As the FM says, there is a case for moving to NPS
With the labour ministry along with officials of the Employees Provident Fund Organisation (EPFO) meeting finance ministry officials on the widening gap in the Employees Pension Scheme (EPS), the question is whether the EPFO will once again be allowed to get away. Briefly, with the EPS running a gap of over R50,000 crore since the benefits it promised were designed at a time when interest rates were much higher than they are today and longevity less, the unfunded gap is rising dramatically each year. While there is a proposal to guarantee a minimum R1,000 per month as a pension, this requires raising monthly contributions from 8.33% to 14.75%—the finance minister’s letter to the labour minister last year had said that it was not certain this would make the EPS any more self-sustaining.

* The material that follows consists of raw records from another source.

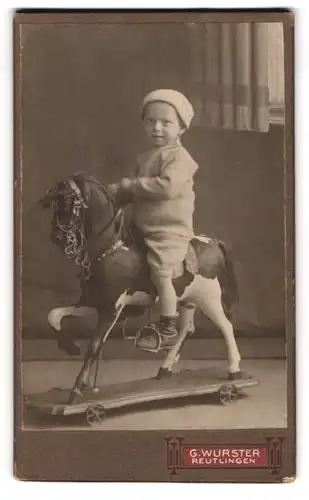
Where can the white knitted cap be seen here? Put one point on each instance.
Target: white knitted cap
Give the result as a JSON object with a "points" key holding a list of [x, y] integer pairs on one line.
{"points": [[175, 99]]}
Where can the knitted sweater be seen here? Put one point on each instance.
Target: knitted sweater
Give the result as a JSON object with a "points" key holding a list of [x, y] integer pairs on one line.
{"points": [[163, 192]]}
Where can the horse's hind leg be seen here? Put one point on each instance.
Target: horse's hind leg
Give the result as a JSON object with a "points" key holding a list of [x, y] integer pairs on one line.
{"points": [[207, 296], [186, 327]]}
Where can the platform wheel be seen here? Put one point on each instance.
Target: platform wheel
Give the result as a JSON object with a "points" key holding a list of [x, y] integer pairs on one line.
{"points": [[95, 414], [228, 394]]}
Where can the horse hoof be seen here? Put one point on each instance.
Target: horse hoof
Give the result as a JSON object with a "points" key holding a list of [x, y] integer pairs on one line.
{"points": [[164, 373], [240, 375]]}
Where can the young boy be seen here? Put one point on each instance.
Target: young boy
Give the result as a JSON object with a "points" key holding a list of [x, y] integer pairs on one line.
{"points": [[162, 195]]}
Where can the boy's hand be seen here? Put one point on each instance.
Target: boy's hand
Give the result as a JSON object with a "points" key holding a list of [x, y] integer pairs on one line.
{"points": [[125, 183]]}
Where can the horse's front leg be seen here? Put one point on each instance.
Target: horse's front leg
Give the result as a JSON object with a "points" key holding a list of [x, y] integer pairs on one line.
{"points": [[186, 328], [55, 318]]}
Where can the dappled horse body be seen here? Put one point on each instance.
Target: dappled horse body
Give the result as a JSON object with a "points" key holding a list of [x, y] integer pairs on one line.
{"points": [[88, 224]]}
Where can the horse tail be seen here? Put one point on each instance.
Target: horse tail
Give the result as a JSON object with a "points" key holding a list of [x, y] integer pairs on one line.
{"points": [[228, 281]]}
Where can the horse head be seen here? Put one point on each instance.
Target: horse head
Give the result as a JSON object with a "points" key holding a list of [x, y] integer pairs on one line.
{"points": [[85, 217]]}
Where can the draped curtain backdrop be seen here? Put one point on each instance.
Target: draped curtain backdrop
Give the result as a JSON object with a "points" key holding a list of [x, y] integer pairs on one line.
{"points": [[229, 75]]}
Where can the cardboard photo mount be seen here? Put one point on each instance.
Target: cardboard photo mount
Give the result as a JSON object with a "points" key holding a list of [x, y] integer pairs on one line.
{"points": [[154, 456]]}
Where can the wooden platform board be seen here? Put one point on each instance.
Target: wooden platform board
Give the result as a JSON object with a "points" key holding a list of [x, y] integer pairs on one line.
{"points": [[184, 384]]}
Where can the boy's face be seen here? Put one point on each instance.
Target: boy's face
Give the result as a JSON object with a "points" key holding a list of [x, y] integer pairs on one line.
{"points": [[162, 124]]}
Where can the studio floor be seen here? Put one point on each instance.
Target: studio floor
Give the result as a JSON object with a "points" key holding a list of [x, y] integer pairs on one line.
{"points": [[264, 406]]}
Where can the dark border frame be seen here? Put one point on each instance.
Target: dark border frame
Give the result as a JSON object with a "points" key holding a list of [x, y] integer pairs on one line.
{"points": [[141, 455]]}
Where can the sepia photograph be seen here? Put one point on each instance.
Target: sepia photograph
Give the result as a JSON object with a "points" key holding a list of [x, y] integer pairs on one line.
{"points": [[153, 252]]}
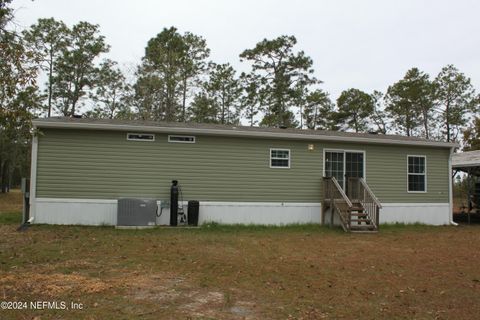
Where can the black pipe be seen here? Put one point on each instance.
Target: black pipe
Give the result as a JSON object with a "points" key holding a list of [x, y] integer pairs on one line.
{"points": [[174, 204]]}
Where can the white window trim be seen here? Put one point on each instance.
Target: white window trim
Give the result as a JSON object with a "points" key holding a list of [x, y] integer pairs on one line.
{"points": [[139, 133], [325, 150], [418, 174], [289, 158], [183, 136]]}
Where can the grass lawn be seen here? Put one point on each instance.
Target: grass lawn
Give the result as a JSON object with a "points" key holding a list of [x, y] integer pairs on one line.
{"points": [[218, 272]]}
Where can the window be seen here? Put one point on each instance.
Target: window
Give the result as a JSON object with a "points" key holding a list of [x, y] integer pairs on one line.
{"points": [[417, 168], [181, 139], [140, 136], [279, 158]]}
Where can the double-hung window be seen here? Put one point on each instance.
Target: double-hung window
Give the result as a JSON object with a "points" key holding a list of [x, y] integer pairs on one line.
{"points": [[279, 158], [417, 174]]}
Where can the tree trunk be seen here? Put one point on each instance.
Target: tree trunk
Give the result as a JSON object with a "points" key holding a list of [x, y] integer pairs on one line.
{"points": [[50, 84], [184, 118], [425, 124], [447, 118]]}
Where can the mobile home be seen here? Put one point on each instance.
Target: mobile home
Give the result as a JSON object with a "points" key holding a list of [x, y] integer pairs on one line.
{"points": [[80, 167]]}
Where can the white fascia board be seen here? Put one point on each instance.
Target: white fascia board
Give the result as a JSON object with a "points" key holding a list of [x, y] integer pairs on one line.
{"points": [[235, 133]]}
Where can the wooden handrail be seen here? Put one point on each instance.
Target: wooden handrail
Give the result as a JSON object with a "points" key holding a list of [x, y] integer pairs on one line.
{"points": [[367, 188], [340, 190]]}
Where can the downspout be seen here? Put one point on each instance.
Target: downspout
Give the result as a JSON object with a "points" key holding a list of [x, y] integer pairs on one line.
{"points": [[450, 187]]}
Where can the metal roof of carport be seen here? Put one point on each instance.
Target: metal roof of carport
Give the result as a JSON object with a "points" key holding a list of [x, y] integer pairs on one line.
{"points": [[467, 161]]}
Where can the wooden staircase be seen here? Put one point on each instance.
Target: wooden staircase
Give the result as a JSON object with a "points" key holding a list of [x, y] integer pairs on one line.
{"points": [[358, 208]]}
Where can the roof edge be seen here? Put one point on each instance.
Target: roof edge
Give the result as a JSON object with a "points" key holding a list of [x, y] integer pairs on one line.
{"points": [[235, 133]]}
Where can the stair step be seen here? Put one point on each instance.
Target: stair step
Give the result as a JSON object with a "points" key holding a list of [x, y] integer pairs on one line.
{"points": [[362, 226], [364, 231], [358, 214], [361, 220]]}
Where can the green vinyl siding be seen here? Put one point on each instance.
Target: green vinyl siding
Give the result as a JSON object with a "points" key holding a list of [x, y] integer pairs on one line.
{"points": [[104, 165]]}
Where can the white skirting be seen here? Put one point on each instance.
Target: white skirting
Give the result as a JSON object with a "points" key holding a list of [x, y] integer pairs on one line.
{"points": [[104, 212], [427, 213]]}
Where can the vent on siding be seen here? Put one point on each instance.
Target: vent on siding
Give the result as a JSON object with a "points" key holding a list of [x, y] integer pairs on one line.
{"points": [[140, 137], [181, 139]]}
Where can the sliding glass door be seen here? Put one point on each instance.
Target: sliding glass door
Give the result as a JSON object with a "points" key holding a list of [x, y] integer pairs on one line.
{"points": [[342, 164]]}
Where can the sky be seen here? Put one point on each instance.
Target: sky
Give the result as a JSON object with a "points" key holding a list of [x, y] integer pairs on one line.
{"points": [[367, 44]]}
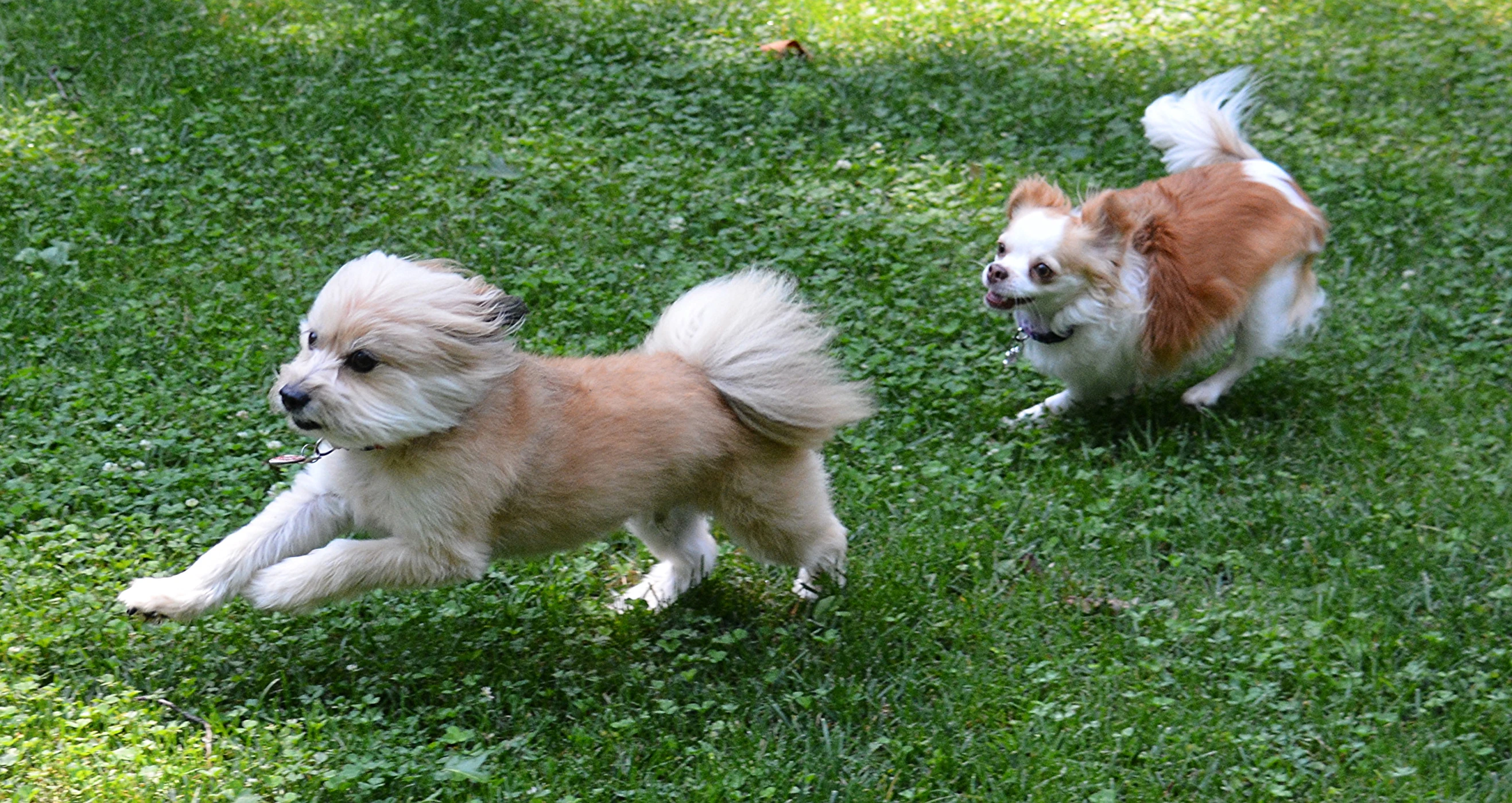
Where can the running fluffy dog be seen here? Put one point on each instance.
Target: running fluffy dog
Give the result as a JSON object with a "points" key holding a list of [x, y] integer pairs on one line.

In the event, the finance minister had suggested that, as in the case of government pension schemes, while existing subscribers could be grandfathered, it made more sense not to perpetuate the problem. And to move all new subscribers to the more robust New Pension Scheme where, as opposed to the EPS’s defined benefit scheme, a defined contribution scheme would be put in place—subscribers choose their pension fund managers and, based on how they perform, they get annual returns/pensions. At a time when subsidies are under attack, and the move to markets is being done elsewhere, the same needs to be done for pensions. The alternative, if the EPS is allowed to continue with defined benefits, is a repeat of US64 when people’s life savings were put in jeopardy when the extra-generous government-run scheme collapsed.